The Galileoscope is a high-quality, low-cost telescope kit developed by a team of leading astronomers and science educators. No matter where you live, with this easy-to-assemble kit, you can see the celestial wonders that Galileo Galilei first glimpsed over 400 years ago including lunar craters and mountains, four moons circling Jupiter, the phases of Venus, Saturn’s rings, and countless stars invisible to the unaided eye. This page will provide information on how you can obtain a Galileoscope yourself.
Galileo Galilei, more commonly known by just his first name, was a late 16th/early 17th century physicist, mathematician, astronomer, and philosopher who made great contributions towards the scientific revolution. In 1609, he constructed the first known complete astronomical telescope, which revolutionized the way we view outer space from Earth. Through this invention, Galileo made many important observations and discoveries that helped to solidify a basis for our knowledge of the Universe today.
What Is Galileoscope?
The Galileoscope is…
- An advanced educational telescope kit designed by a team of experts.
- An educational program to accompany the kit.
- A professional-development program for teachers.
- A Cornerstone Project of the International Year of Astronomy 2009, a worldwide effort in more than 145 countries, led by the U.S. Galileoscope team.
What can you see with the Galileoscope?
The best views are of the key objects that Galileo observed and that influenced his views on astronomy. The Galileoscope is optimized to provide high-quality views of…
- Mountains and craters on the Moon, which revealed to Galileo that the Moon is a craggy world like Earth, not a smooth heavenly sphere.
- Four moons circling Jupiter, which revealed to Galileo that there can be more than one center of motion in the universe, and that a planet can move through space without losing its satellites.

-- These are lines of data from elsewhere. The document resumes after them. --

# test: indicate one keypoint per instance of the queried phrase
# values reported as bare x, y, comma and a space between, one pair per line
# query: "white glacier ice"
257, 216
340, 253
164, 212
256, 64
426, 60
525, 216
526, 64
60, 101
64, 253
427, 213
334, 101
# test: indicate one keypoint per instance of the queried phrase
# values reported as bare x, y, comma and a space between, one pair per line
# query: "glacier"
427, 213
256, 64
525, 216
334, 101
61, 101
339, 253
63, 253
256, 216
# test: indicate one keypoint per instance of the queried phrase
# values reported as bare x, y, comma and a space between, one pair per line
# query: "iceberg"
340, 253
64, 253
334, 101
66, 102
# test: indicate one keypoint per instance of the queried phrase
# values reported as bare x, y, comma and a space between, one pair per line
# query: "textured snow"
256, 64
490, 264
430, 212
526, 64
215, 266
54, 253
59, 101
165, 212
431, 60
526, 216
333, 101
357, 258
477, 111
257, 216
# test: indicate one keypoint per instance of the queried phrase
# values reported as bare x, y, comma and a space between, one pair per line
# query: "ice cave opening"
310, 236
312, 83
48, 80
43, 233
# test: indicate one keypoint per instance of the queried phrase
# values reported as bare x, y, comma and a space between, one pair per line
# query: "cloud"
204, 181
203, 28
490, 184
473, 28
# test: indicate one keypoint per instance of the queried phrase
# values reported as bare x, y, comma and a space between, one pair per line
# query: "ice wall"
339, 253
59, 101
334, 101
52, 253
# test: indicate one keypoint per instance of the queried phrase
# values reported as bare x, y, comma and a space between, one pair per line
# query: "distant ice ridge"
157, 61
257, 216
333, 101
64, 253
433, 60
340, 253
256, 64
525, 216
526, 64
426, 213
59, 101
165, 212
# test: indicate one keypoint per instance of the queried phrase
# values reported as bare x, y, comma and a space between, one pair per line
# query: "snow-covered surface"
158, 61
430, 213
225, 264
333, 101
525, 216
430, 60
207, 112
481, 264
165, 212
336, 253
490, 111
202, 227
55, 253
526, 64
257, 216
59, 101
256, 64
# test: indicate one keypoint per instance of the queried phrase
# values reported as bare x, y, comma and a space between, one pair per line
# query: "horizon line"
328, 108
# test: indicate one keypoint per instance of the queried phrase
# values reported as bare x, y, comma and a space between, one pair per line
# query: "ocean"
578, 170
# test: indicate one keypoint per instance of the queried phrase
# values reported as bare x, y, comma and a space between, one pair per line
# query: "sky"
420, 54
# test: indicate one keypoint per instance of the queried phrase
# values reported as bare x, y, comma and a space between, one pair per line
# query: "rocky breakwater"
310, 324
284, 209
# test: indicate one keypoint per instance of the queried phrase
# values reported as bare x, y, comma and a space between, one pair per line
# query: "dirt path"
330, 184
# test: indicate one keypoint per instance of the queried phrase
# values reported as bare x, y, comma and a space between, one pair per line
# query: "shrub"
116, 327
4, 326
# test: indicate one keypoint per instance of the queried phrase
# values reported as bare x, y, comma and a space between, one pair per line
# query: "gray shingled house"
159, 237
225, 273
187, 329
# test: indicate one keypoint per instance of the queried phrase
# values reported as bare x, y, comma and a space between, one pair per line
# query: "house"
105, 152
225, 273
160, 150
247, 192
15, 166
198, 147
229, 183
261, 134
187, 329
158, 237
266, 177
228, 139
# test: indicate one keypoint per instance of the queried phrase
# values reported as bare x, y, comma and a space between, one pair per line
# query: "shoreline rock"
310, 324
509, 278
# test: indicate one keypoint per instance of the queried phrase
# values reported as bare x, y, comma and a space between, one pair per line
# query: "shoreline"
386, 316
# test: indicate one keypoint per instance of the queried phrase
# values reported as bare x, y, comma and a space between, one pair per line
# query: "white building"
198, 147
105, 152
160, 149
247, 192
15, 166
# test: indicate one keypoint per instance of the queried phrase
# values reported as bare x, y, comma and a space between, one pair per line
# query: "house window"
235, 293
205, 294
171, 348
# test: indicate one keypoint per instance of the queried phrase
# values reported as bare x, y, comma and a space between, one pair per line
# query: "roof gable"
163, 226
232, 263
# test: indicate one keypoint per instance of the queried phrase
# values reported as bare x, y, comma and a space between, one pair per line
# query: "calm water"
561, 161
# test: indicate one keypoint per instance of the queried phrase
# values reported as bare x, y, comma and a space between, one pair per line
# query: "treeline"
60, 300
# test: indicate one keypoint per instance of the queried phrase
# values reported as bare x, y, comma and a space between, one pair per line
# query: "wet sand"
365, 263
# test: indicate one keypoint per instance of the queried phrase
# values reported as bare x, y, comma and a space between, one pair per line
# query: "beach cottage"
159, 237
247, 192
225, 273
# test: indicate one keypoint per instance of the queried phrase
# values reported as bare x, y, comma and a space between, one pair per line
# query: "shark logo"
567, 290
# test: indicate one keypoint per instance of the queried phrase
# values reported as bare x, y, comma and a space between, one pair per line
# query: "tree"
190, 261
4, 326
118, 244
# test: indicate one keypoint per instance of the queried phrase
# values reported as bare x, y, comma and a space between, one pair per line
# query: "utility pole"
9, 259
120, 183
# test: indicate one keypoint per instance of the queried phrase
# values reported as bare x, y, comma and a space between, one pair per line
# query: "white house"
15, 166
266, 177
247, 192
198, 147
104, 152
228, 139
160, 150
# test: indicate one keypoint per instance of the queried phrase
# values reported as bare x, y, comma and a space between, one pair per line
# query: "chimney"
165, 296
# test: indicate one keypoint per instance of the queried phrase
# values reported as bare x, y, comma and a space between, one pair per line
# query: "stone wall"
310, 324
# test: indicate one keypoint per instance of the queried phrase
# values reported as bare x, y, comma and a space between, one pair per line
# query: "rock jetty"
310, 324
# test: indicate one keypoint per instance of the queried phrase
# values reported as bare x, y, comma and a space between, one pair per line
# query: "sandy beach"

- More stars in the Pleiades and Beehive star clusters than can be seen with the unaided eye, which revealed to Galileo that nature is filled with wonders never before imagined — literally more than meets the eye.
- Saturn’s rings, which perplexed Galileo because his telescope wasn’t strong enough to show them clearly. (In its 50-power configuration, the Galileoscope will reveal Saturn’s rings in all their splendor.)
- Venus going through a complete set of phases, like the Moon, which showed Galileo that Venus orbits the Sun, not the Earth.